Viele arbeiten nun für Clinton, so wie ihr Datenguru Elan Kriegel. Er leitete 2012 für Obama das Analyseteam für die sogenannten „Swing States“, jene lange unentschiedenen Bundesstaaten, die am Ende den Wahlausgang entschieden haben. Dabei entwickelte Kriegel einen Algorithmus, um zu berechnen, wo sich die Werbespots im Fernsehen wirklich lohnen. Basierend darauf empfahl Kriegel etwa, im Nachtprogramm des Kinderkanals zu werben – bis dato eine politpropagandafreie Zone. „Das war ein günstiger Weg, unentschlossene Wähler zu erreichen“, erzählt der Statistikexperte.

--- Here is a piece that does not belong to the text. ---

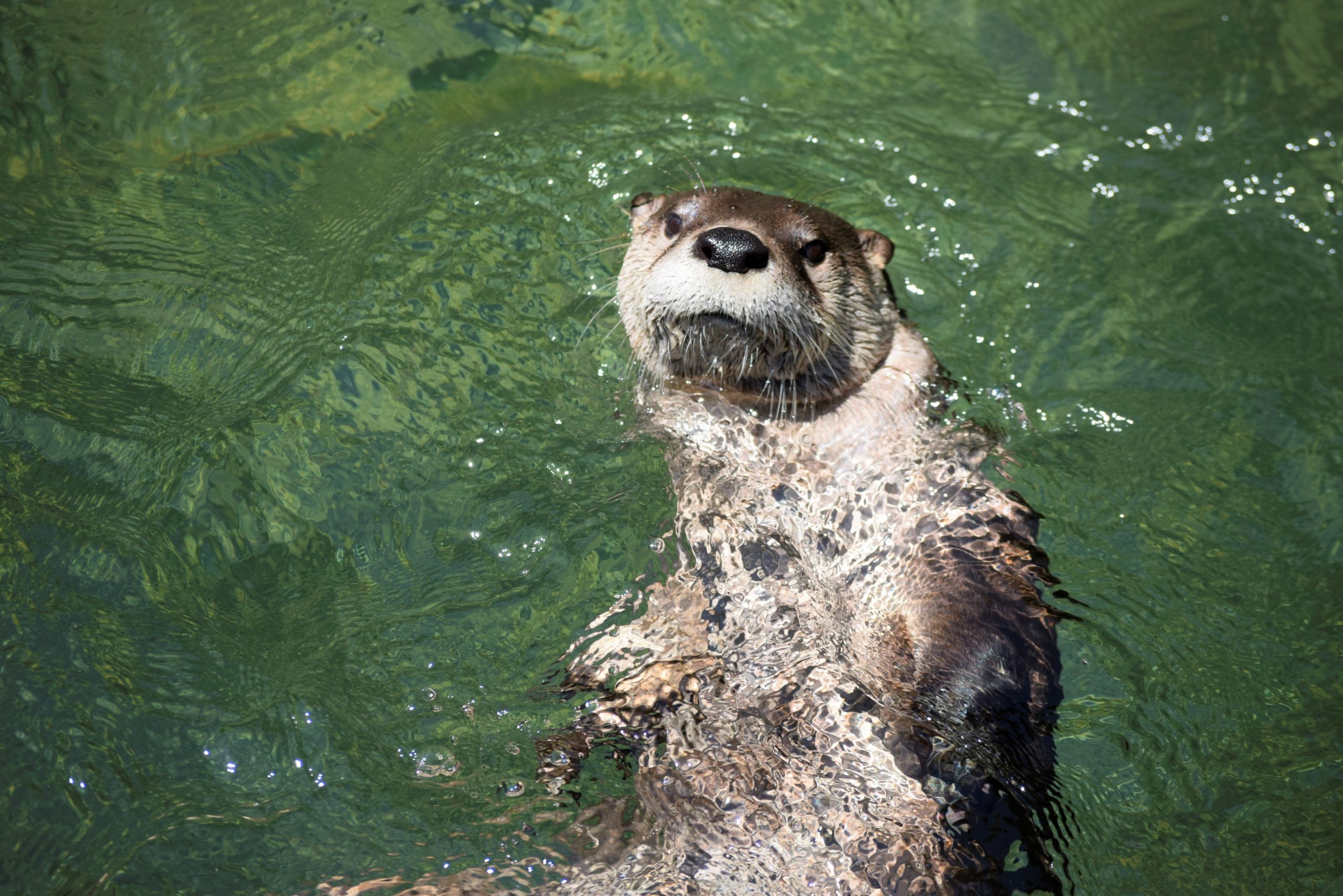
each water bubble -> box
[415,747,461,778]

Nun legen die Algorithmen fest, wo Clinton ihre 140 Millionen TV-Werbedollar platziert. Daneben analysieren Kriegel und sein Team aus 60 Mathematikern und Datenspezialisten auch alle anderen Wege, auf denen sich Wähler überzeugen und mobilisieren lassen. Wen muss man noch ansprechen? Wo müssen Wähler zur Registrierung bewegt werden? Wann ist der beste Zeitpunkt dafür? Kriegel gibt die Antworten. Clintons Kampagnenmanager Robby Mook nennt ihn daher „unsere unsichtbare Hand“.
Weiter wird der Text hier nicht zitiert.